Is there any means to serialize custom Transformer in Spark ML Pipeline
Asked Answered
C

2

6

I use ML pipeline with various custom UDF-based transformers. What I'm looking for is a way to serialize/deserialize this pipeline.

I serialize the PipelineModel using

ObjectOutputStream.write() 

However whenever I try to deserialize the pipeline I'm having:

java.lang.ClassNotFoundException: org.sparkexample.DateTransformer

Where is DateTransformer is my custom transformer. Is there any method/interface to implement for proper serialization?

I've found out there is

MLWritable

Interface that might be implemented by my class (DateTransformer extends Transfrormer), however can't find useful example of it.

Clastic answered 27/10, 2016 at 12:8 Comment(0)
I
4

If you are using Spark 2.x+ then extend your transformer with DefaultParamsWritable

for example

class ProbabilityMaxer extends Transformer with DefaultParamsWritable{

Then create a constructor with a string parameter

 def this(_uid: String) {
    this()
  }

Finally for a successful read add a companion class

object ProbabilityMaxer extends  DefaultParamsReadable[ProbabilityMaxer]

I have this working on my production server. I will add gitlab link to the project later when I upload it

Ileanaileane answered 9/7, 2017 at 8:11 Comment(0)
T
2

The short answer is you can't, at least not easily.

The devs have gone out of their way to make adding a new transformer/estimator as difficult as possible. Basically everything in org.apache.spark.ml.util.ReadWrite is private (except for MLWritable and MLReadable) so there is no way to use any of the utility methods/classes/objects there. There is also (as I'm sure you've already discovered) absolutely no documentation on how this should be done, but hey good code documents itself right?!

Digging through the code in org.apache.spark.ml.util.ReadWrite and org.apache.spark.ml.feature.HashingTF it seems that you need to override MLWritable.write and MLReadable.read. The DefaultParamsWriter and DefaultParamsReader which seem to contain the actually save/load implementations are saving and loading a bunch of metadata:

  • class
  • timestamp
  • sparkVersion
  • uid
  • paramMap
  • (optionally, extra metadata)

so any implementation would at least need to cover those, and a transformer that doesn't need to learn any model would probably get away with just that. A model that needs to be fitted then also needs to save that data in its implementation of save/write - for instance this is that the LocalLDAModel does (https://github.com/apache/spark/blob/v1.6.3/mllib/src/main/scala/org/apache/spark/ml/clustering/LDA.scala#L523) so the learned model is just saves as a parquet file (it seems)

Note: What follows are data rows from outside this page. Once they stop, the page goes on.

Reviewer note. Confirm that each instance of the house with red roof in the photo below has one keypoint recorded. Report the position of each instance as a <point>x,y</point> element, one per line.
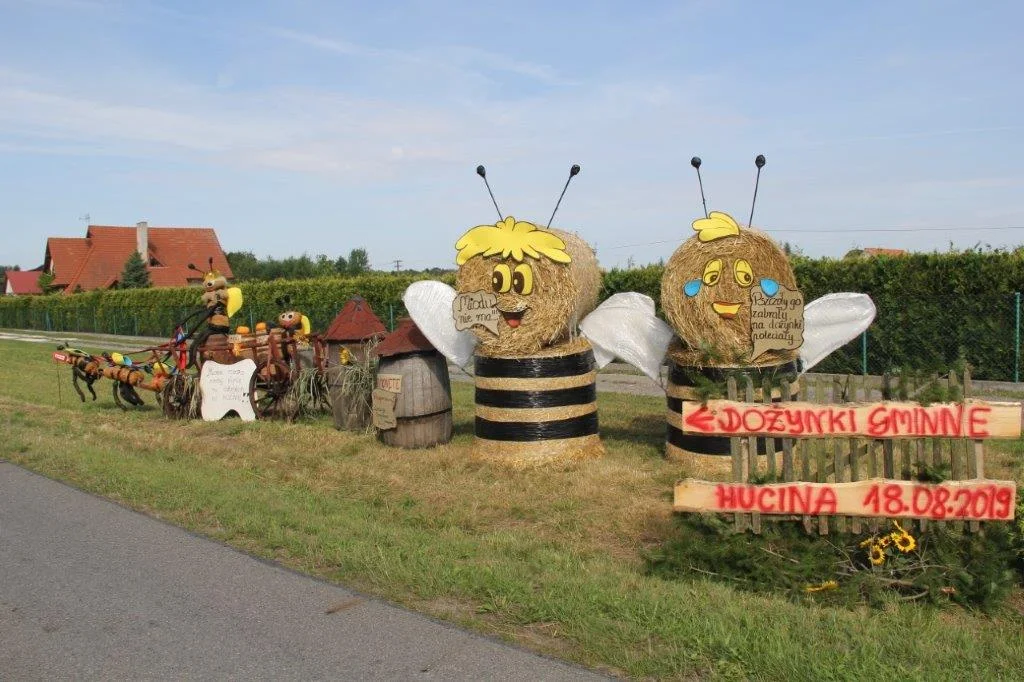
<point>22,283</point>
<point>348,335</point>
<point>96,260</point>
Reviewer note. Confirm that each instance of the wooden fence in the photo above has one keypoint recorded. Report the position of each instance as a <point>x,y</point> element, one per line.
<point>846,460</point>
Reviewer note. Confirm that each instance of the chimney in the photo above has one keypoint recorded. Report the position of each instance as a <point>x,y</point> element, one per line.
<point>142,240</point>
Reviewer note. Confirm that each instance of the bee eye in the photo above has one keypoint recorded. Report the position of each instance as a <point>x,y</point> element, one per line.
<point>501,279</point>
<point>522,280</point>
<point>713,270</point>
<point>743,272</point>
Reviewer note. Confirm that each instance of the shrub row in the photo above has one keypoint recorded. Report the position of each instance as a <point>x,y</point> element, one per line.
<point>934,309</point>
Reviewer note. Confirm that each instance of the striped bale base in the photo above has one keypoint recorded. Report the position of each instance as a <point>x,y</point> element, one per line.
<point>708,455</point>
<point>539,409</point>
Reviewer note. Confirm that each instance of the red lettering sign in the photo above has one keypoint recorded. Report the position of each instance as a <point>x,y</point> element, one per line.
<point>973,420</point>
<point>969,500</point>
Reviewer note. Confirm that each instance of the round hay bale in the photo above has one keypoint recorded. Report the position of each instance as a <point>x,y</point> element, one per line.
<point>561,295</point>
<point>537,410</point>
<point>711,338</point>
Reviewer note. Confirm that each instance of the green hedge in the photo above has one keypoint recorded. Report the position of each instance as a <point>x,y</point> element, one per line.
<point>934,309</point>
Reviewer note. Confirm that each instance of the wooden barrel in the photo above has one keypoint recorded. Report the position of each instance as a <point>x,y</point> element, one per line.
<point>349,405</point>
<point>423,406</point>
<point>682,386</point>
<point>538,409</point>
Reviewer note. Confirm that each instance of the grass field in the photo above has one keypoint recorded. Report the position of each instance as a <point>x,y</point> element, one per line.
<point>551,559</point>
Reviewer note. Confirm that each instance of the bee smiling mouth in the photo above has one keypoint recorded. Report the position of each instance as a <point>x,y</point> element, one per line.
<point>513,317</point>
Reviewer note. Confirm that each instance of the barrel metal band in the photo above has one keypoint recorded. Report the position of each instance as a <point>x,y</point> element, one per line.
<point>534,368</point>
<point>553,398</point>
<point>687,376</point>
<point>526,431</point>
<point>698,444</point>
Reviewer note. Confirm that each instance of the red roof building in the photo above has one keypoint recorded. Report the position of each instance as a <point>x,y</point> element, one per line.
<point>97,260</point>
<point>407,338</point>
<point>355,323</point>
<point>22,283</point>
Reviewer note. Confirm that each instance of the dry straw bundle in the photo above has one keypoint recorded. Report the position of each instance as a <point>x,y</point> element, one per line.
<point>536,392</point>
<point>708,338</point>
<point>562,294</point>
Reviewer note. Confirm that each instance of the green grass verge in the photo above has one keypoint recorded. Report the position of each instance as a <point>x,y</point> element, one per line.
<point>552,559</point>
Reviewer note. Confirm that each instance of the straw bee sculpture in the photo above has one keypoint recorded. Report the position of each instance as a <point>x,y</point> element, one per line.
<point>730,296</point>
<point>520,294</point>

val data = sqlContext.read.parquet(dataPath)
        .select("vocabSize", "topicsMatrix", "docConcentration", "topicConcentration",
          "gammaShape")
        .head()

As a test I copied everything from org.apache.spark.ml.util.ReadWrite that seems to be needed and tested the following transformer which does not do anything useful.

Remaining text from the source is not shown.